I read She said Yes: The Unlikely Martyrdom of Cassie Bernall by Misty Bernall yesterday. Cassie's mother's expresses that her daughter's death matters more or at least as much as what lead to her answer of "Yes" at the hands of the Columbine shooters, than that she simply said "Yes."
She makes the case that without faith and parents that happened to find out that their child was in trouble, Cassie could have had a very different, but equally infamous life. The story is of what was--as well as what could have been--for a deeply troubled, but incredibly determined teen.
It is the power of a mother's love that hopes all things, that brings us Cassie's story. Her mother asks "why my daughter?" "My death is not my own, but yours, and its significance depends on what you do with it" she quotes from a Hebrew prayer service for fallen soldiers. What significance does her daughter's death have?

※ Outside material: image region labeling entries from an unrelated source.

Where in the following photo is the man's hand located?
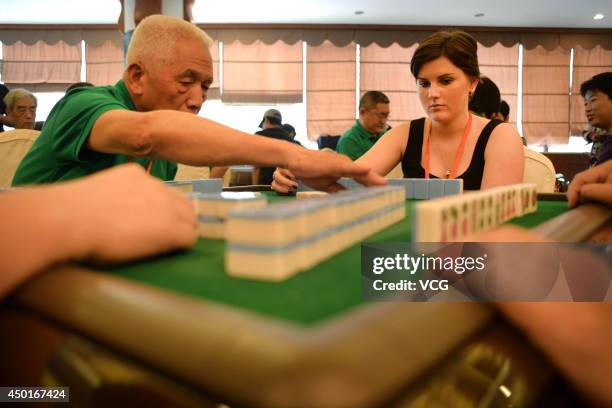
[58,164,198,262]
[567,160,612,207]
[272,149,387,192]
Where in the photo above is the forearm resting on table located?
[89,110,300,167]
[498,302,612,406]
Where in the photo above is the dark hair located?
[359,91,389,110]
[66,82,94,93]
[410,31,480,79]
[469,76,501,119]
[281,123,295,136]
[0,84,9,115]
[580,72,612,99]
[499,99,510,119]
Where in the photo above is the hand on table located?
[567,160,612,207]
[272,149,387,193]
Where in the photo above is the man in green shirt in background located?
[12,15,385,191]
[336,91,389,160]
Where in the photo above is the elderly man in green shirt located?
[13,15,385,191]
[336,91,389,160]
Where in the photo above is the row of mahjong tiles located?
[225,187,406,281]
[412,184,537,242]
[185,185,536,279]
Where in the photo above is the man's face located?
[8,96,36,129]
[139,39,213,114]
[584,90,612,131]
[359,103,389,135]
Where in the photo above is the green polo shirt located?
[13,81,177,186]
[336,120,385,160]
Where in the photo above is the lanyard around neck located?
[425,114,472,179]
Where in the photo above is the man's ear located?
[125,63,146,96]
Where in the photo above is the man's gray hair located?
[4,88,38,110]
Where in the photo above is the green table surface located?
[107,194,567,326]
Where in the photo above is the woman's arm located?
[480,123,525,190]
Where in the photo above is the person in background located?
[13,15,385,191]
[4,88,38,129]
[498,99,510,122]
[580,72,612,165]
[336,91,389,160]
[468,76,501,119]
[282,123,302,146]
[251,109,299,185]
[0,84,13,132]
[272,31,525,193]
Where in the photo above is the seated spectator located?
[272,31,525,193]
[0,84,13,132]
[469,76,501,119]
[282,123,302,146]
[13,15,384,191]
[4,88,37,129]
[252,109,295,184]
[580,72,612,164]
[498,99,510,122]
[336,91,389,160]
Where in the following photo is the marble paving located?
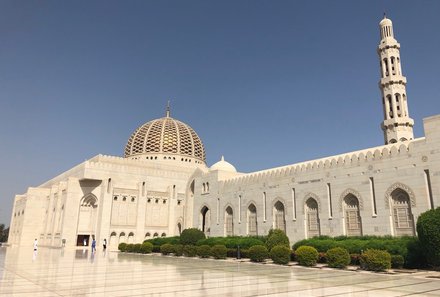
[0,247,440,297]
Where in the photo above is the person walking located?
[92,238,96,253]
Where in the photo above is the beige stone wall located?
[193,116,440,242]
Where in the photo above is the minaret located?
[377,15,414,144]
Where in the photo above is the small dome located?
[209,156,237,172]
[124,111,205,163]
[379,17,393,27]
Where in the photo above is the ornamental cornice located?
[385,182,416,209]
[339,188,364,212]
[302,192,321,214]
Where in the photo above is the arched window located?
[390,188,415,236]
[247,204,258,236]
[109,231,118,247]
[119,232,125,243]
[343,194,362,236]
[200,206,211,235]
[273,201,286,232]
[177,223,182,235]
[305,198,321,238]
[225,206,234,236]
[128,232,134,243]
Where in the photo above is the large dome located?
[124,110,206,164]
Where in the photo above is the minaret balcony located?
[380,75,406,87]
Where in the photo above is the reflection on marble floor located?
[0,247,440,297]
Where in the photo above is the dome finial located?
[165,100,170,118]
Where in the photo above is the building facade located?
[9,18,440,248]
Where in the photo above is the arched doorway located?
[273,201,286,232]
[225,206,234,236]
[390,188,415,236]
[109,232,118,248]
[305,198,321,238]
[127,232,134,243]
[200,206,211,235]
[247,203,258,236]
[119,232,126,243]
[343,194,362,236]
[76,194,98,246]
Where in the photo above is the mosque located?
[9,18,440,249]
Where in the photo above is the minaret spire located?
[165,100,171,118]
[377,13,414,144]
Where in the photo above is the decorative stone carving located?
[339,188,364,212]
[302,192,321,214]
[385,182,416,209]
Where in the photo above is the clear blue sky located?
[0,0,440,225]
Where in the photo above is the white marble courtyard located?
[0,247,440,297]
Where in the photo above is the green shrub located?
[249,245,269,262]
[125,243,134,253]
[417,207,440,268]
[160,243,174,255]
[197,244,211,258]
[139,242,153,254]
[326,247,351,268]
[133,243,142,253]
[118,242,127,252]
[211,244,228,259]
[360,249,391,271]
[269,245,291,265]
[391,255,405,268]
[295,245,319,266]
[318,253,327,263]
[144,236,180,246]
[350,254,361,266]
[180,228,206,245]
[197,236,264,249]
[405,238,428,268]
[266,229,290,251]
[173,244,183,257]
[183,245,197,257]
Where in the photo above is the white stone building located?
[9,18,440,248]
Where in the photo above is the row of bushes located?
[144,228,290,251]
[295,245,394,271]
[293,236,426,268]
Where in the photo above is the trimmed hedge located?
[269,245,291,265]
[293,236,425,268]
[139,242,153,254]
[197,244,211,258]
[417,207,440,268]
[160,243,174,255]
[248,245,269,262]
[183,245,197,257]
[144,236,180,246]
[180,228,206,245]
[326,247,351,268]
[197,236,264,250]
[360,249,391,271]
[211,244,228,259]
[266,229,290,251]
[173,244,183,257]
[295,245,319,266]
[118,242,127,252]
[391,255,405,268]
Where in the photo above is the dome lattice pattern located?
[124,117,206,162]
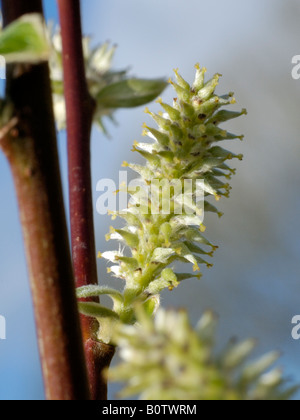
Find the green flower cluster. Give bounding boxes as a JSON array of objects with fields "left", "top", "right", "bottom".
[
  {"left": 108, "top": 308, "right": 298, "bottom": 401},
  {"left": 49, "top": 25, "right": 166, "bottom": 133},
  {"left": 78, "top": 65, "right": 246, "bottom": 340}
]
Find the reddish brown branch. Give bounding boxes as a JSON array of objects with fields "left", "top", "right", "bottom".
[
  {"left": 58, "top": 0, "right": 113, "bottom": 399},
  {"left": 1, "top": 0, "right": 89, "bottom": 400}
]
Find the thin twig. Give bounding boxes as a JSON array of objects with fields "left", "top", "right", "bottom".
[
  {"left": 58, "top": 0, "right": 114, "bottom": 399},
  {"left": 1, "top": 0, "right": 89, "bottom": 400}
]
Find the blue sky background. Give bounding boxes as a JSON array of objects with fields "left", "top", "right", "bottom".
[{"left": 0, "top": 0, "right": 300, "bottom": 399}]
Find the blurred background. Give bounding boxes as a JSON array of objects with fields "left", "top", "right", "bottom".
[{"left": 0, "top": 0, "right": 300, "bottom": 400}]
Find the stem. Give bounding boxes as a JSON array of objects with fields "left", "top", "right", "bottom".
[
  {"left": 0, "top": 0, "right": 89, "bottom": 400},
  {"left": 58, "top": 0, "right": 113, "bottom": 400}
]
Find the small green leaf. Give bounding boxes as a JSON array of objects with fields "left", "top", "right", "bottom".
[
  {"left": 97, "top": 79, "right": 167, "bottom": 108},
  {"left": 76, "top": 285, "right": 123, "bottom": 301},
  {"left": 78, "top": 302, "right": 119, "bottom": 319},
  {"left": 0, "top": 13, "right": 49, "bottom": 63}
]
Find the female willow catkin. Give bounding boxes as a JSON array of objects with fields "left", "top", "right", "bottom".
[{"left": 78, "top": 64, "right": 246, "bottom": 342}]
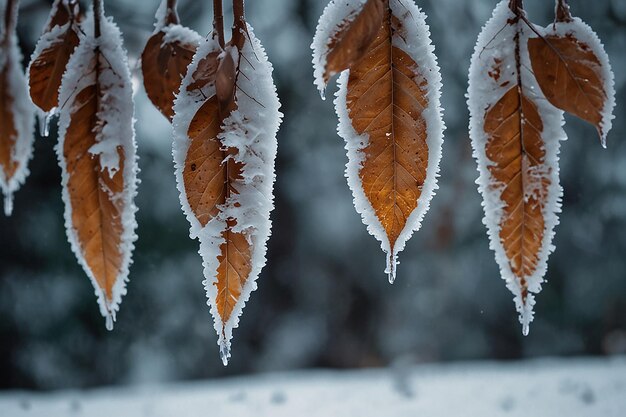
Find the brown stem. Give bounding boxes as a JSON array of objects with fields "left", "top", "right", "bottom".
[
  {"left": 213, "top": 0, "right": 225, "bottom": 49},
  {"left": 509, "top": 0, "right": 524, "bottom": 14},
  {"left": 93, "top": 0, "right": 104, "bottom": 39},
  {"left": 231, "top": 0, "right": 248, "bottom": 49},
  {"left": 2, "top": 0, "right": 20, "bottom": 42},
  {"left": 165, "top": 0, "right": 180, "bottom": 25},
  {"left": 555, "top": 0, "right": 574, "bottom": 22}
]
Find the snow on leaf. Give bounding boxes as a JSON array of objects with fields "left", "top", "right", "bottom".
[
  {"left": 28, "top": 0, "right": 79, "bottom": 127},
  {"left": 141, "top": 0, "right": 201, "bottom": 121},
  {"left": 0, "top": 0, "right": 34, "bottom": 216},
  {"left": 468, "top": 0, "right": 565, "bottom": 334},
  {"left": 57, "top": 4, "right": 138, "bottom": 329},
  {"left": 312, "top": 0, "right": 444, "bottom": 282},
  {"left": 173, "top": 22, "right": 282, "bottom": 365},
  {"left": 528, "top": 0, "right": 615, "bottom": 147}
]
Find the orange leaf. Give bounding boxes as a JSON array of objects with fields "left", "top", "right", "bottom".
[
  {"left": 173, "top": 21, "right": 280, "bottom": 364},
  {"left": 141, "top": 0, "right": 200, "bottom": 121},
  {"left": 484, "top": 86, "right": 551, "bottom": 303},
  {"left": 28, "top": 0, "right": 79, "bottom": 113},
  {"left": 314, "top": 0, "right": 443, "bottom": 282},
  {"left": 528, "top": 15, "right": 615, "bottom": 146},
  {"left": 468, "top": 0, "right": 565, "bottom": 334},
  {"left": 324, "top": 0, "right": 382, "bottom": 82},
  {"left": 57, "top": 4, "right": 137, "bottom": 330}
]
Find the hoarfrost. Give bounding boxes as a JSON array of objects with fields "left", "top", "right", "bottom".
[{"left": 56, "top": 4, "right": 139, "bottom": 329}]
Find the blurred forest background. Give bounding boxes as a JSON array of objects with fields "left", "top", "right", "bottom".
[{"left": 0, "top": 0, "right": 626, "bottom": 389}]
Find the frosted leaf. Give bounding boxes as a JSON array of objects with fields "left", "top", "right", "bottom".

Whether or not the exchange between the gunman and Cassie actually took place, which is apparently debatable, doesn't really matter. We want that exchange to have happened. She's a heroine. For evil to have looked into the face of good, and for good, even in the face of death, to have triumphed is uplifting. Faith does not come easily for Cassie, nor most of us. Yet, in the end, when it was really all that mattered, it did come. She was not alone, and she did not doubt. So, it isn't the truth of the exchange that matters. The significance is the desire within us to answer "Yes."